But Bryan isn't going to let a broken bone stop him from his Farm Tour, which is a passion project for the reigning CMA entertainer of the year. He's been doing the Farm Tour for eight years and it's grown in scale and purpose. This year, he put out an EP to go along with the tour, similar to what he did for years during his annual Spring Break tours.
The Farm Tour brings Luke Bryan concerts to working farms in small agriculturally focused communities and cities throughout the South and Midwest that don't have an arena or venue large enough for his regular tour. Crews erect a massive stage in pasture land or hay field and 15,000 fans drive through winding dirt paths to get to the stage. It's like a country version of Bonnaroo, but for one night only.
Bryan feels right at home on Highland Farms in Kentucky. He grew up in a farming business, the son of a peanut farmer in Leesburg, Georgia.
"I spent the majority of my life thinking I would work in agriculture," Bryan said. He was drawn to music as a teen and graduated from Georgia Southern with a business administration degree. His passion for music persisted until he finally made the move to Nashville, Tennessee.
"I think I picked the right profession," Bryan said. "Farming is pretty brutal, but you know it's also a very fulfilling life.
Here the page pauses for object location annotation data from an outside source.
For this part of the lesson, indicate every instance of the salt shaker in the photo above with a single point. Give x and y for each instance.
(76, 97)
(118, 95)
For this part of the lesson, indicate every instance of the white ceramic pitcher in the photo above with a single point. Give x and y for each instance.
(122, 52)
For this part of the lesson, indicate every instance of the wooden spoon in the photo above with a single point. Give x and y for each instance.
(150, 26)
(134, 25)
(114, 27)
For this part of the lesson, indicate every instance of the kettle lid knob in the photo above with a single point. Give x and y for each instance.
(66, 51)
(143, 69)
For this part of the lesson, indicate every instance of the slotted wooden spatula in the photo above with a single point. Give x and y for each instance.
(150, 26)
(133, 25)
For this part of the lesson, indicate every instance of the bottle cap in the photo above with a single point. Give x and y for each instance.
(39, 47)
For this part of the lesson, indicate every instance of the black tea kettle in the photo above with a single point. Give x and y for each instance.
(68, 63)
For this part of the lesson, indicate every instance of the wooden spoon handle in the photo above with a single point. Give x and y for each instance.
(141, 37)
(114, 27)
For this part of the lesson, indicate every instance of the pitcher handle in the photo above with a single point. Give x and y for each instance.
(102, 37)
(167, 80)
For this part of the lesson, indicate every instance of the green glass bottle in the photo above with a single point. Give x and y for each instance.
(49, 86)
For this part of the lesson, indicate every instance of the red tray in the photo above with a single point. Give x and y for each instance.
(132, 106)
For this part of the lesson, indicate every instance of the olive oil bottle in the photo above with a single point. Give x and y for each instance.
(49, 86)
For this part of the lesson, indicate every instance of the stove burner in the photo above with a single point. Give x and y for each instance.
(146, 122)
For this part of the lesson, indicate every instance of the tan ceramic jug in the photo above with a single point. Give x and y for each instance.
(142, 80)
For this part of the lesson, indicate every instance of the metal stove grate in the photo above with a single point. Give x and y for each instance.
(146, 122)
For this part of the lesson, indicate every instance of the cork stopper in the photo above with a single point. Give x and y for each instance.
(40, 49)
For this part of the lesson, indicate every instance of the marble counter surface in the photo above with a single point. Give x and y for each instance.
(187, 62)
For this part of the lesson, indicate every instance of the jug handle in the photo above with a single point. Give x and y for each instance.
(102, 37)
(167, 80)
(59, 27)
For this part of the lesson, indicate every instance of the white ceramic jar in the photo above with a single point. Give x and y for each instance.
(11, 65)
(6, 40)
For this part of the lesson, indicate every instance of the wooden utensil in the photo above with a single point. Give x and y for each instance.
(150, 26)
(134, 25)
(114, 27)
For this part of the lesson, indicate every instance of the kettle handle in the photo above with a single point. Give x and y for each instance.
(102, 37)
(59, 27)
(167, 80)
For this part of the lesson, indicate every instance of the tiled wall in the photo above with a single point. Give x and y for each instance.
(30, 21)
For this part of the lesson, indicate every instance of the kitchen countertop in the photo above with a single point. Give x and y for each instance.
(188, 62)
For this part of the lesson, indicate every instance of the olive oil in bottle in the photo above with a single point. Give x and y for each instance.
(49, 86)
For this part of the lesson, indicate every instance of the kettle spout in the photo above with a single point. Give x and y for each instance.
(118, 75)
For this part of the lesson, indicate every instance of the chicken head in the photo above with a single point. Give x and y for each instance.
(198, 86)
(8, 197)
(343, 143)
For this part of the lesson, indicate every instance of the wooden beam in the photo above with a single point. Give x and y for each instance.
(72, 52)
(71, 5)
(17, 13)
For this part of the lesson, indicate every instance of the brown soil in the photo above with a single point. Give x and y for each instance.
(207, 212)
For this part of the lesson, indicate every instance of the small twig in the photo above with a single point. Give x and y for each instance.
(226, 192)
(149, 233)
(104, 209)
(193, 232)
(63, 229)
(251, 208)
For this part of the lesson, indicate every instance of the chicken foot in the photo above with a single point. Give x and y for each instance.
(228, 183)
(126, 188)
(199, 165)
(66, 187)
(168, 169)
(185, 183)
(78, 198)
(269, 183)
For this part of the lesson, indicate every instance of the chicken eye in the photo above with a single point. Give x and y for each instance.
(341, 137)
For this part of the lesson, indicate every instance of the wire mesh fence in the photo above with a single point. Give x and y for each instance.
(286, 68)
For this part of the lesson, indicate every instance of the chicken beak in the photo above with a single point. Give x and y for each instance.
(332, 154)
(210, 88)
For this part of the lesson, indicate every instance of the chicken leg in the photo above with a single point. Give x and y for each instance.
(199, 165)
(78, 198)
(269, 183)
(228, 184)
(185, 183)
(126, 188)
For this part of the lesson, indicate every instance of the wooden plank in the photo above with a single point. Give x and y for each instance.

I could have farmed the rest of my life and really had a fun, happy enjoyable life."
Bryan provides a scholarship for a local college student at each of his stops on the Farm Tour, which runs until Saturday. By the end of this year's tour, he'll have given out 50 scholarships.
"On a lot of these farms, these kids from farming backgrounds, they don't want to go to college because they don't want to leave their family with the burden of the farm," Bryan said. "So hopefully we can kick-start their college career."